For me, sweet potatoes epitomize time at home. I, like many college students, did not cherish the feeling of home until I lived in a dorm with 200 other girls and had to fend for myself for eight out of 12 months of the year. I did not cherish the feeling of home until I really only went home for the holidays. I did not cherish home until a phone call was the only way my parents could comfort me during a trying time. I did not cherish home until it became somewhere I could escape to.
In approximately 50 days, I will be flying across the Emerald Isle and spending a semester in Dublin, Ireland. I will be there for four months, and because of my younger sister’s strange school vacation schedule, it will be the longest that I’ll go without seeing my family. I will no longer have the scheduled times of escape during the semester nor will I smell sweet potatoes come out of the oven in my kitchen for 120 days.
I have no doubt that Dublin will become my new home away from home, and that I will carve out a space for myself in such a special place.
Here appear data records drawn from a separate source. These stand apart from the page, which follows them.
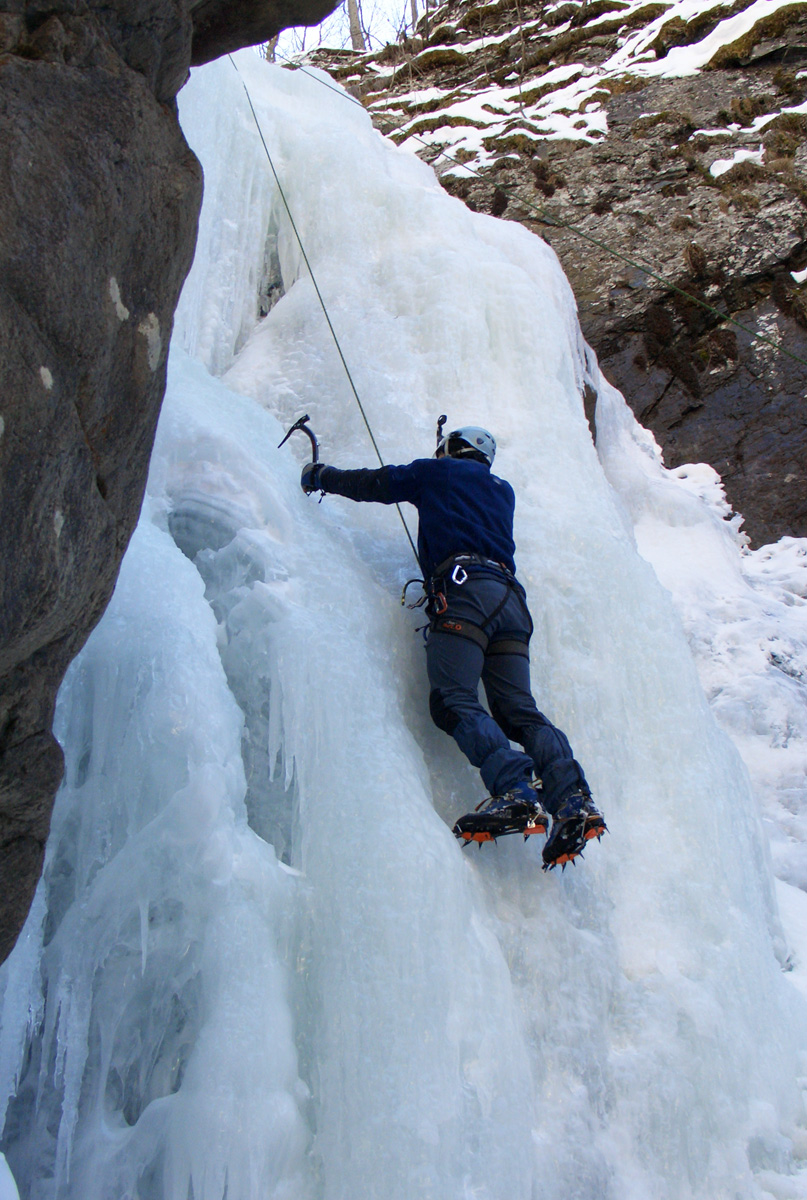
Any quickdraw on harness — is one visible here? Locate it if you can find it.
[401,554,530,658]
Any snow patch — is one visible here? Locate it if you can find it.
[109,275,130,322]
[709,145,765,179]
[137,312,162,371]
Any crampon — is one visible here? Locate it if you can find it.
[542,796,608,871]
[453,797,549,846]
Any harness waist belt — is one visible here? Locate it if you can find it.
[431,617,530,659]
[434,554,514,578]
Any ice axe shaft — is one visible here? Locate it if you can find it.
[277,413,319,462]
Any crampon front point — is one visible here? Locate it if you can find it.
[453,800,549,846]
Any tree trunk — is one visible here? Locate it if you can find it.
[347,0,366,50]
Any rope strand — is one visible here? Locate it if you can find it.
[227,54,420,566]
[279,55,807,367]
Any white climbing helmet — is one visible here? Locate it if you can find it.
[435,425,496,467]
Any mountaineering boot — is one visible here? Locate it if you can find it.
[453,779,549,846]
[542,791,608,871]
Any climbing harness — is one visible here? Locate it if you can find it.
[227,54,420,566]
[280,55,807,367]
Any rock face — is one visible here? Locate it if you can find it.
[312,0,807,545]
[0,0,333,961]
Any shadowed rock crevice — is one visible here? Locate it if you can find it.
[0,0,341,960]
[312,0,807,545]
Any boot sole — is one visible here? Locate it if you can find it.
[543,815,608,871]
[453,812,549,846]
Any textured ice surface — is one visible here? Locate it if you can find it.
[0,46,807,1200]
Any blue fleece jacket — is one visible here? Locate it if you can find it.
[319,455,515,578]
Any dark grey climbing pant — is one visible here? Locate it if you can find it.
[426,568,586,812]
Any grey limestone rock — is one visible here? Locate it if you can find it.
[0,0,333,961]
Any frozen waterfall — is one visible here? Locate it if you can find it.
[0,52,807,1200]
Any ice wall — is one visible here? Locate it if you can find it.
[0,53,807,1200]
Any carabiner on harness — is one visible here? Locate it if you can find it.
[401,577,428,608]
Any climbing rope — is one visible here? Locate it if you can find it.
[277,55,807,367]
[227,54,420,566]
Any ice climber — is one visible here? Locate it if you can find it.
[300,419,605,869]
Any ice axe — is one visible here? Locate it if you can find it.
[277,413,319,462]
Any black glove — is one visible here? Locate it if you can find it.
[300,462,324,496]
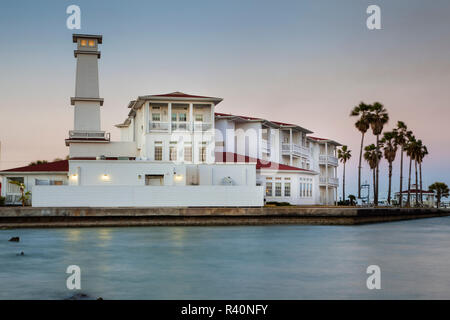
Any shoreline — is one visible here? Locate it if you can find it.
[0,206,450,229]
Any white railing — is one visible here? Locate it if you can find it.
[148,121,169,131]
[149,121,212,132]
[69,130,110,140]
[171,121,191,131]
[261,140,270,154]
[281,143,309,157]
[194,122,212,132]
[319,177,339,186]
[319,154,338,166]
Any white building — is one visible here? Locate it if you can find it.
[0,34,339,207]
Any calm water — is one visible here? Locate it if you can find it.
[0,218,450,299]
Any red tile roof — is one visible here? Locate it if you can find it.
[151,91,217,99]
[308,136,330,141]
[0,160,69,172]
[216,152,314,173]
[214,112,306,127]
[397,189,434,194]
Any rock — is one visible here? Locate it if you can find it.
[67,293,89,300]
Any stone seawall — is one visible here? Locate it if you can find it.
[0,207,450,228]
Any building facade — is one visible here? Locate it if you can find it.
[0,34,339,207]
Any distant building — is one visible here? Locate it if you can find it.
[395,184,436,207]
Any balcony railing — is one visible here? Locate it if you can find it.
[69,130,110,141]
[281,143,309,157]
[319,154,338,167]
[149,121,169,131]
[171,121,191,131]
[194,122,212,132]
[149,121,212,132]
[319,177,339,186]
[261,140,270,154]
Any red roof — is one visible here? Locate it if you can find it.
[0,160,69,172]
[214,112,298,127]
[397,189,434,194]
[216,152,313,173]
[150,91,219,100]
[308,136,330,141]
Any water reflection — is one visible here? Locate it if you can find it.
[0,218,450,299]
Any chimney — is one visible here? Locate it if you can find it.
[66,34,109,145]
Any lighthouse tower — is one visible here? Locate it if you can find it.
[66,34,109,146]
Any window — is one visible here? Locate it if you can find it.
[275,182,281,197]
[145,174,164,186]
[178,113,186,122]
[34,179,64,186]
[155,146,162,161]
[6,177,25,193]
[152,113,161,121]
[266,182,272,197]
[199,146,206,162]
[169,146,177,161]
[284,182,291,197]
[184,146,192,162]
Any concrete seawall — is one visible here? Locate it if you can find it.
[0,207,450,228]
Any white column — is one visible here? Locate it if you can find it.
[289,128,293,166]
[325,142,328,205]
[189,103,194,131]
[167,102,172,133]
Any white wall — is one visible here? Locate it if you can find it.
[69,141,137,158]
[69,160,256,186]
[33,186,263,207]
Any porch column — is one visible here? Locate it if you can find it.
[167,102,172,133]
[289,128,293,166]
[325,142,328,205]
[189,103,194,132]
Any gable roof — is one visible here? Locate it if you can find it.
[215,152,316,174]
[214,112,312,133]
[0,160,69,174]
[308,136,342,147]
[138,91,223,104]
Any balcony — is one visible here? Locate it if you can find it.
[261,140,270,154]
[319,154,338,167]
[319,177,339,187]
[194,122,212,132]
[69,130,110,141]
[281,143,309,157]
[149,121,212,132]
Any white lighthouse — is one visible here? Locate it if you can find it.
[66,34,109,146]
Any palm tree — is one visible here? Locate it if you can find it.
[428,182,449,208]
[381,130,398,204]
[394,121,412,207]
[364,143,381,204]
[417,140,428,205]
[9,180,31,207]
[348,194,356,206]
[350,102,370,199]
[405,134,417,207]
[338,146,352,201]
[368,102,389,205]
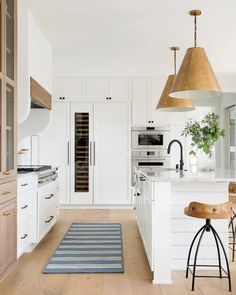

However, I have to admit that my heart has already begun to hurt when I think about being away from home for so long in a completely foreign place.
I am not sure what my intention was for writing this piece, other than to urge you to really appreciate your time at home. Regardless of your relationship with your family, it is important to remember that they have a bond with you that cannot truly be replicated by other relationships. If you haven’t called your mom or your dad or your grandparents in a while, do it. I always text my mom after I eat a sweet potato in the dining hall because it reminds me of home.
There really is no other place like home. This holiday season, I am immensely thankful for the family that raised me to be the woman I am today, who taught me to fight for what sets my soul on fire and who always pick me up when I am down. All of you have your own version of sweet potatoes. All of have the special things and moments that remind you of home. Cherish it.
The views expressed in this column are those of the author and not necessarily those of The Observer.